Il deus ex machina è una lucertola, o meglio, un rettile mostruoso, che richiama alla mente tanti film di fantascienza. Perché ha scelto questa figura?
Ho fatto un po’ di ricerche sulle leggende che vanno più di moda e ho scelto un rettile. Mi piaceva anche l’idea di mischiare il lavoro retribuito di David a Yad Vashem e fondato sulla ricostruzione storica rigorosa con la sceneggiatura del film che sognava di realizzare, completamente fantastico. Non solo. La lucertola diventa addirittura oggetto di culto, divinità da adorare per una piccola setta di accoliti.
E poi ci sono Philip Roth e Yitzhak Rabin, la strana coppia del romanzo. Chi sono?
Roth è il cattivo maestro, il lato malefico della coscienza di David mentre Rabin è il lato più coscienzioso, anche se così disilluso da dirsi pentito di aver speso la propria vita per la pace: a guardare quello che sta succedendo, forse non ne valeva la pena.
Questo romanzo antistorico è in realtà profondamente storico, a volte cronicistico quasi. Come ha lavorato su questa parte?
Ho usato i fatti reali che accadevano mentre scrivevo per riportarli ma anche per esasperarli e creare un’escalation negativa fino alla chiusura del Museo ebraico di Berlino e di Yad Vashem poi. Sulla storia passata invece mi sono attenuto ai fatti, seppur con qualche licenza.
Che ruolo hanno secondo lei i musei ebraici oggi?
Sono dei baluardi.
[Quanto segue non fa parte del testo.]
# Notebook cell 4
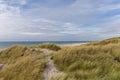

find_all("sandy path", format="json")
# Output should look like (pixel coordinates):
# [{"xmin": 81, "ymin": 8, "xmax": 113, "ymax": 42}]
[{"xmin": 41, "ymin": 49, "xmax": 63, "ymax": 80}]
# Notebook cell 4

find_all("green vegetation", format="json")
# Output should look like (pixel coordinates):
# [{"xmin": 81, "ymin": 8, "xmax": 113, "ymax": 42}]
[
  {"xmin": 0, "ymin": 38, "xmax": 120, "ymax": 80},
  {"xmin": 0, "ymin": 46, "xmax": 46, "ymax": 80},
  {"xmin": 53, "ymin": 38, "xmax": 120, "ymax": 80},
  {"xmin": 40, "ymin": 43, "xmax": 61, "ymax": 51}
]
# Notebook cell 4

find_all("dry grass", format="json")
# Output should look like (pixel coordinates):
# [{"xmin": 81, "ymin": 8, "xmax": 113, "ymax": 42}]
[
  {"xmin": 53, "ymin": 38, "xmax": 120, "ymax": 80},
  {"xmin": 40, "ymin": 43, "xmax": 61, "ymax": 51},
  {"xmin": 0, "ymin": 46, "xmax": 46, "ymax": 80}
]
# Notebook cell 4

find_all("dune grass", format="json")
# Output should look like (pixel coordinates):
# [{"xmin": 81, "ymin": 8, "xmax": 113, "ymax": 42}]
[
  {"xmin": 40, "ymin": 43, "xmax": 61, "ymax": 51},
  {"xmin": 53, "ymin": 38, "xmax": 120, "ymax": 80},
  {"xmin": 0, "ymin": 46, "xmax": 46, "ymax": 80}
]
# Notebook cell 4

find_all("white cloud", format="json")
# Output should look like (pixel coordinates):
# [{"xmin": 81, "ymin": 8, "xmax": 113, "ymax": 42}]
[{"xmin": 20, "ymin": 32, "xmax": 44, "ymax": 36}]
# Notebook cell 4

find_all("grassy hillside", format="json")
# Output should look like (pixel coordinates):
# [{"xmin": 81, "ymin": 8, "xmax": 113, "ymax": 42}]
[
  {"xmin": 39, "ymin": 43, "xmax": 61, "ymax": 51},
  {"xmin": 53, "ymin": 38, "xmax": 120, "ymax": 80},
  {"xmin": 0, "ymin": 46, "xmax": 46, "ymax": 80},
  {"xmin": 0, "ymin": 38, "xmax": 120, "ymax": 80}
]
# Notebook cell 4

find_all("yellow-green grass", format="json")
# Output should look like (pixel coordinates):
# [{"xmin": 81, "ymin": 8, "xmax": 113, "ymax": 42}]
[
  {"xmin": 40, "ymin": 43, "xmax": 61, "ymax": 51},
  {"xmin": 53, "ymin": 38, "xmax": 120, "ymax": 80},
  {"xmin": 0, "ymin": 46, "xmax": 46, "ymax": 80}
]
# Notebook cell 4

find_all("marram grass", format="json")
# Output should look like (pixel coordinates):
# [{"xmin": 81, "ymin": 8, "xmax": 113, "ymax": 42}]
[{"xmin": 53, "ymin": 38, "xmax": 120, "ymax": 80}]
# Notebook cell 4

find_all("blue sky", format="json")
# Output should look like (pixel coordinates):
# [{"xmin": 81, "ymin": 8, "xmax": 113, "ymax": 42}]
[{"xmin": 0, "ymin": 0, "xmax": 120, "ymax": 41}]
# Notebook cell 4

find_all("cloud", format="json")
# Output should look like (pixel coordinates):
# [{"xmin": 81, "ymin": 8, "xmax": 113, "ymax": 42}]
[{"xmin": 0, "ymin": 0, "xmax": 120, "ymax": 40}]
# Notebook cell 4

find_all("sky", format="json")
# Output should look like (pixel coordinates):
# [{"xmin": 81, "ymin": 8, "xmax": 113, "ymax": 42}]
[{"xmin": 0, "ymin": 0, "xmax": 120, "ymax": 41}]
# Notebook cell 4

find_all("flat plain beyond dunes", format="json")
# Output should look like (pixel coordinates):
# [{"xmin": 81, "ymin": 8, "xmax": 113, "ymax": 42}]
[{"xmin": 0, "ymin": 37, "xmax": 120, "ymax": 80}]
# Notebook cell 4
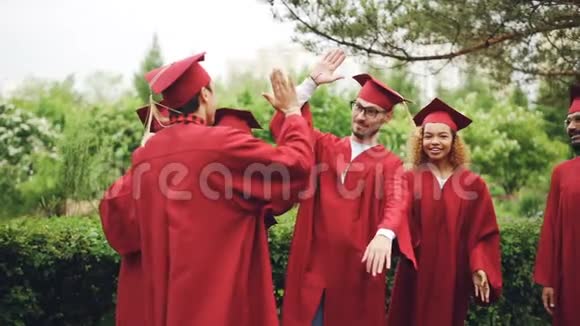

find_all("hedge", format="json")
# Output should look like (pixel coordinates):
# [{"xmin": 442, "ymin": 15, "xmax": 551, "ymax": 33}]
[{"xmin": 0, "ymin": 216, "xmax": 549, "ymax": 325}]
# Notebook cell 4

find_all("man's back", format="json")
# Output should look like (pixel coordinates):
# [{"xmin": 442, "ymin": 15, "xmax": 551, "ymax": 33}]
[{"xmin": 133, "ymin": 116, "xmax": 312, "ymax": 326}]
Ed è importante osservare come il loro ruolo sociale e politico cambi negli anni. Yad Vashem evolve insieme alla memoria, tanto che all’inizio degli anni 2000 è stato completamente rifatto, proprio per rispondere all’esigenza di cambiare il modo di fare memoria. E ora, con la fine dei testimoni, si sta preparando un nuovo cambiamento.
Cosa pensa del rapporto tra diaspora e Israele?
Non credo che essere ebreo implichi necessariamente una fratellanza con lo stato d’Israele. Credo invece nel valore della diaspora, con la sua storia millenaria.